ARTICLE ABOUT AC/DC FROM Sounds, November 20, 1976


Oh, it must have been wonderful to see this band live at this stage of their career. If there was a time machine somewhere I would go back and watch this.
Read on!

Great balls of fire

Concert review by Hugh Fielder

AC/DC
Hammersmith Odeon

AMBITIOUS THEY may have been in choosing London’s premier rock venue for their first headlining British tour, but then one thing AC/DC have never lacked is nerve.
In fact there were plenty of open spaces up in the balcony of the Hammersmith Odeon but down in the stalls it was respectably full although the crowd didn’t remain seated for more than half a minute after AC/DC’s opening number; they transformed themselves into an amorphous swaying throng at the front of the stage and remained that way until the end.
But if they’re not quite ready to fill the Hammersmith Odeon, they’ve certainly grown out of the Marquee and come a long way in the short space of time since Angus’ then unknown pearlies graced the front cover of the esteemed organ you are now clutching in your grubby mits.
They arrived at the Odeon, two thirds of the way through their `Dirty Deeds Done Cheap’ tour with the minimum of presentation.

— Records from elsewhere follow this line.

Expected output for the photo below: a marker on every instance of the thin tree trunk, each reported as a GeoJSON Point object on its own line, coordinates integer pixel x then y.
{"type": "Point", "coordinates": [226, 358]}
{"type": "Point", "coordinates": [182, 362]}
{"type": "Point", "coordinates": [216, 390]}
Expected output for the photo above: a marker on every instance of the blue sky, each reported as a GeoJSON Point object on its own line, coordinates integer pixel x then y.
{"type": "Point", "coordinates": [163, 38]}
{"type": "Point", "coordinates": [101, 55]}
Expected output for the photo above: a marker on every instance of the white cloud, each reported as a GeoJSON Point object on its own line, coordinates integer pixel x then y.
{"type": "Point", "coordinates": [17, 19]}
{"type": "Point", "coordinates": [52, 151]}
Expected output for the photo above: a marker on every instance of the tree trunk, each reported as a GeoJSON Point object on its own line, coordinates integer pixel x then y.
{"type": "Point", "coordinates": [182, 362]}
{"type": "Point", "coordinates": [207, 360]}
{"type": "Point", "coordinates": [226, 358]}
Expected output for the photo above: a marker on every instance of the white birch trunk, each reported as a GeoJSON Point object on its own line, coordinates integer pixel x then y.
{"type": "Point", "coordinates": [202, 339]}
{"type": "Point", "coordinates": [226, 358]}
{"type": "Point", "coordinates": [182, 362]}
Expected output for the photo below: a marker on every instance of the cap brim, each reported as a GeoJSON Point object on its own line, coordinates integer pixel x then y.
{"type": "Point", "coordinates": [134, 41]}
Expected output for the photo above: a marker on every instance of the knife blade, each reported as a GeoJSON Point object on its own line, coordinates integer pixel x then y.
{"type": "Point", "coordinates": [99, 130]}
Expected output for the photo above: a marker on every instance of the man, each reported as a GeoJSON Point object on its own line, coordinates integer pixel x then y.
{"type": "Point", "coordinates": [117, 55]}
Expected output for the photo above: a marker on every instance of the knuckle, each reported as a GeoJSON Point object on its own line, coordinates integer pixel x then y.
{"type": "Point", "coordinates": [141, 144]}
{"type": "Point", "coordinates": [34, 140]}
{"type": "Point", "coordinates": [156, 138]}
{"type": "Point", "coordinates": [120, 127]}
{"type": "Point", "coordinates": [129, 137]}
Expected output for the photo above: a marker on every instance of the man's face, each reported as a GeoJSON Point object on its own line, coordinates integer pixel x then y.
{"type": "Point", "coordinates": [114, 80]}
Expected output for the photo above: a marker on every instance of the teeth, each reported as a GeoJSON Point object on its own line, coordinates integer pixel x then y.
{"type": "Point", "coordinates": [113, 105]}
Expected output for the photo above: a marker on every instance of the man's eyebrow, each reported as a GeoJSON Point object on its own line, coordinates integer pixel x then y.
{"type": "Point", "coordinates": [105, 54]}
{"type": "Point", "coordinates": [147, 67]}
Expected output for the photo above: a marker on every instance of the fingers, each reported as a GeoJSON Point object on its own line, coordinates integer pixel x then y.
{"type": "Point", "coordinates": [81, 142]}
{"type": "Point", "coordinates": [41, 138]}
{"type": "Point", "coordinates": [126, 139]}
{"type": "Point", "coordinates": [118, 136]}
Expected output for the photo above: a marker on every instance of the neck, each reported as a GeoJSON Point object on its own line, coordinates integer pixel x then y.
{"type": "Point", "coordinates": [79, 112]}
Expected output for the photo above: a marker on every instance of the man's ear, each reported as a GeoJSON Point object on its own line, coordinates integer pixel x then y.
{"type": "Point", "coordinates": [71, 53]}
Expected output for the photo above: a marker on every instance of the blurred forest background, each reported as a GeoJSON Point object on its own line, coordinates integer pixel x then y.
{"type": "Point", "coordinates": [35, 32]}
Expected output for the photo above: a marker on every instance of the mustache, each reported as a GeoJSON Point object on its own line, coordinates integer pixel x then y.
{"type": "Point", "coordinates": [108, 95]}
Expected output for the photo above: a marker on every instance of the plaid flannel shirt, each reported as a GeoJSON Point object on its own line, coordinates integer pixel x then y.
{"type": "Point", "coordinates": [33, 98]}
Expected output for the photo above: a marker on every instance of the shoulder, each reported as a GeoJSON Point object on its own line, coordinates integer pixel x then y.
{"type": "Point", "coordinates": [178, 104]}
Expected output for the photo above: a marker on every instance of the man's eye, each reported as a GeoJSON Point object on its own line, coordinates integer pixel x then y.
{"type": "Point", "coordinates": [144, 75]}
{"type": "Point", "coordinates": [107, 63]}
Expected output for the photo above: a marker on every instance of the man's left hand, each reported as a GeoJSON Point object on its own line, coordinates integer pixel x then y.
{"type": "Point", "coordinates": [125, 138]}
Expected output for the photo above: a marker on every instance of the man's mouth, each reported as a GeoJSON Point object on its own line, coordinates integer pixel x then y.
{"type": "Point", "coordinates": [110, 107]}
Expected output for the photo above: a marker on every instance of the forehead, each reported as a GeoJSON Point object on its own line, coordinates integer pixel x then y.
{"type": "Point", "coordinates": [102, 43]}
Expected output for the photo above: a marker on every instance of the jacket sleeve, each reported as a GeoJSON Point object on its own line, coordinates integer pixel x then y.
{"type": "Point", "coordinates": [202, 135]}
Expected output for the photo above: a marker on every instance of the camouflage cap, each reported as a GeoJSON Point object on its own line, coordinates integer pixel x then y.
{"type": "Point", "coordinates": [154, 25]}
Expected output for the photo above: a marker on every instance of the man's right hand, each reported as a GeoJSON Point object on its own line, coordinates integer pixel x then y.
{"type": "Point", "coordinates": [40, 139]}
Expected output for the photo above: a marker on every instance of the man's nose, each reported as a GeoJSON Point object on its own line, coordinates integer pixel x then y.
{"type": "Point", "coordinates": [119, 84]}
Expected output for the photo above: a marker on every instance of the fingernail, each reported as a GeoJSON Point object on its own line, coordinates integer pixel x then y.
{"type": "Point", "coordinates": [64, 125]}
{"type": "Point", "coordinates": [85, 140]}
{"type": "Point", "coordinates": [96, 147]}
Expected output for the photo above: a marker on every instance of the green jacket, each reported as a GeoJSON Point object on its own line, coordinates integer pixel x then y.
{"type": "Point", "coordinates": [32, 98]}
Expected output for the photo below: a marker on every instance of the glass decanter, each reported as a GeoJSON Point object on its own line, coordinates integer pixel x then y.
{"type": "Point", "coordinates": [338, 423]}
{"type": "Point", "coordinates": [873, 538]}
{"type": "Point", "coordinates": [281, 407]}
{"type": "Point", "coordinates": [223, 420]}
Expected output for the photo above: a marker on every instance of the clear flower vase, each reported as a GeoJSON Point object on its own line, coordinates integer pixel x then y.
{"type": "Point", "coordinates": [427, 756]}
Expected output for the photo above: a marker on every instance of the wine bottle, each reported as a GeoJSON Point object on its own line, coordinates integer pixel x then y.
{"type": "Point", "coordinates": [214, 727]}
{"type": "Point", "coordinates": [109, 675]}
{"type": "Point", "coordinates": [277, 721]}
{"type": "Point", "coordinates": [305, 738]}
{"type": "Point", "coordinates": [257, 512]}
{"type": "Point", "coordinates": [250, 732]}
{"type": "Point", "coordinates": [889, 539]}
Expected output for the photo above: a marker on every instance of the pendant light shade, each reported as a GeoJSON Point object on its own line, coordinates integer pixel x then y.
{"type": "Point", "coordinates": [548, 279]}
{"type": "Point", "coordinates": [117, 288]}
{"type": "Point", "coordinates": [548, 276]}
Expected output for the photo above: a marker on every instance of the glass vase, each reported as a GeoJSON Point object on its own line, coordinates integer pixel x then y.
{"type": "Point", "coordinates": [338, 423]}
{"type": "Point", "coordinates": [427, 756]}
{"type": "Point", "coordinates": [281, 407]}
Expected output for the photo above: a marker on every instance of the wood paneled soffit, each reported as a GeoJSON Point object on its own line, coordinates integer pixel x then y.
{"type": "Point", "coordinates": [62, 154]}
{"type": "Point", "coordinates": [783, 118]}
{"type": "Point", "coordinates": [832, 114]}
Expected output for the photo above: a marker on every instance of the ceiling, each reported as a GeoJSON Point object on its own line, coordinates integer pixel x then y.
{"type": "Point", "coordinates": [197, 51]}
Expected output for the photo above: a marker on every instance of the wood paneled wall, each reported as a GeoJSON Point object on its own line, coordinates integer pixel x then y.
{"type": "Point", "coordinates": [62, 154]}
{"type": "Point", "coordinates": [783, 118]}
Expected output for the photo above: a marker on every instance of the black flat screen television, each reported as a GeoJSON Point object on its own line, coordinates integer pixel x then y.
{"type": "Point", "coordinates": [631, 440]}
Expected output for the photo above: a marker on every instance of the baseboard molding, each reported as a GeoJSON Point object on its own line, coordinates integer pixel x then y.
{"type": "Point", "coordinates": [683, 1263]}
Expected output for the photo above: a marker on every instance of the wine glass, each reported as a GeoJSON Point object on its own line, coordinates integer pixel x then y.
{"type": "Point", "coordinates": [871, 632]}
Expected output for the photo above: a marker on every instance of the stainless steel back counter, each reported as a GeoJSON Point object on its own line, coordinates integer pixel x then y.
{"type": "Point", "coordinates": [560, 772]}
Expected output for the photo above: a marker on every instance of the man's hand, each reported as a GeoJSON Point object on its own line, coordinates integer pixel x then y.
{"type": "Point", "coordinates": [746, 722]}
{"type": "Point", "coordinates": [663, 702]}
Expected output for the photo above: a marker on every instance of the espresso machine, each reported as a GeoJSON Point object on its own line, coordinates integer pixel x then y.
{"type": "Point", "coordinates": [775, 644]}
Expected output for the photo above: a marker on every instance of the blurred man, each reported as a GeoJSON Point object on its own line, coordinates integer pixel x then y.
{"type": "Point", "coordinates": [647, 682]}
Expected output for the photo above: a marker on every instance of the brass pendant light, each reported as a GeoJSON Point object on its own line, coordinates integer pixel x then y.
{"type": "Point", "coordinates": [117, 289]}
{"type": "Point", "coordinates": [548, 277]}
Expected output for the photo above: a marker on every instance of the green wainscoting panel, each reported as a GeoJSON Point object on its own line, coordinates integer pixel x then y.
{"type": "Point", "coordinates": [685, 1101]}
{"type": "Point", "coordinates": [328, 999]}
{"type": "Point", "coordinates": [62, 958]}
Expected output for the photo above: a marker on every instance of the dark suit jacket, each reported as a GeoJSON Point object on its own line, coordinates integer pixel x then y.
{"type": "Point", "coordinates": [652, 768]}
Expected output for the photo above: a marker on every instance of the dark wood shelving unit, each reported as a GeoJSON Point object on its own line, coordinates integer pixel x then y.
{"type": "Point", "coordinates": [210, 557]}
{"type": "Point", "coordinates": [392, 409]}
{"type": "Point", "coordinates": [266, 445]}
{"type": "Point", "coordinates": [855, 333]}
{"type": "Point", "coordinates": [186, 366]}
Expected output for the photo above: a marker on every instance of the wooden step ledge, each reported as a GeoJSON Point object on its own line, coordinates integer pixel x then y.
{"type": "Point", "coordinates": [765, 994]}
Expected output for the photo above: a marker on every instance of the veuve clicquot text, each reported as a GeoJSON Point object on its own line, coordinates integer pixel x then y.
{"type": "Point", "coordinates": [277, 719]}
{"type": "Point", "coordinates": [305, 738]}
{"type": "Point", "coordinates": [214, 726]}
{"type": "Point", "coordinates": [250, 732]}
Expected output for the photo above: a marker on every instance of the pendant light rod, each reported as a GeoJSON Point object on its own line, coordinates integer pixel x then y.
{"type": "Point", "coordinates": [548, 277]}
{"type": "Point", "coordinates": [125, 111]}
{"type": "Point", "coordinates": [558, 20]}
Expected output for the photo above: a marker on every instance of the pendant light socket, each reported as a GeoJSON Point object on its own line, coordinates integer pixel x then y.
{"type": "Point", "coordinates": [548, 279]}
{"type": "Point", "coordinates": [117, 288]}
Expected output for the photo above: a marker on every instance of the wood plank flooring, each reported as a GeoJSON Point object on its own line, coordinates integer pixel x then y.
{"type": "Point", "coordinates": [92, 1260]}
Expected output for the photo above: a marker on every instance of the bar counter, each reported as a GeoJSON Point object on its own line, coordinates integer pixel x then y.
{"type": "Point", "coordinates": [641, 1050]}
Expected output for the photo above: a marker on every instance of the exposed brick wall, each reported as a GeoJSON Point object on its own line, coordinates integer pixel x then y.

Not for them the dry ice, laser beams, mirror balls and strobe lights used by the big brothers of rock and roll. Two rows of stage lights, two spots and a black backdrop was all we got. What with that and the stacks of Marshalls across the stage it was a return to the basic essentials of rock and roll. Unabashed rock and roll with the needle never dropping below `frantic’ on the intensity scale.
At first I thought they might have trouble getting across from the wide, bare stage to the audience — a considerable change from the hot, cramped conditions of the Marquee. But I reckoned without the band’s seemingly bottomless reserves of energy and enthusiasm.
Little Angus – who looked so small on the massive stage that he almost vanished from view every time he passed by the monitors – treated the stage like a school playground, racing from side to side, up and down the side speakers and along the three promentaries from the stage to the audience. He only stopped moving at the end when he was lying flat out on the floor. Even then his feet were still pumping furiously.
Matching him for output was singer Bon Scott whose vocal chords seemed quite unaffected by their arduous schedule as he roared through ‘Live Wire’ and `She’s Got Balls’ from their first album before giving us a taste of what’s to come with ‘I’m A Problem Child’ and ‘I’ve Got Big Balls’ (another of their delightfully testicular ditties with words written large for the audience to sing along — ‘Oh I’ve Got Big Balls/I’ve got big balls/And they’re such big balls/Dirty big balls/And he’s got Big balls/ And she’s got big balls/But we’ve got the biggest balls of all’) from their forthcoming album. There’s evidence in the new songs that they’ve sharpened up their approach, but don’t get too upset — it’s still raw, bruising rock and roll all the way and exactly the sort of thing that used to come out of Marshall speakers when I was a lad (although with considerably less clarity in those days). They wound up their act (it was a short one — less than an hour — but you can’t take or deliver that kind of pressure for long) with ‘Baby Please Don’t Go’, the old R&B classic, but such was the state of my mind by that time that I was convinced that Bon introduced the number as ‘Baby Please Don’t Blow’ (!) The song seemed on the verge of ending several times but Angus, who by this time had removed his blazer and satchel and was running amok and riding piggy back on Bon, dragged it back each time and whipped himself up into yet another frenzy. He didn’t flash his bum which was just as well as the Vice Squad have been taking an unnatural interest in the group since an ‘incident’ earlier in the tour. At the end of this tour they return to their native Australia for Christmas and an American tour in the New Year. We’ll see you in the Spring lads; I don`t think we’ll forget you in the meantime.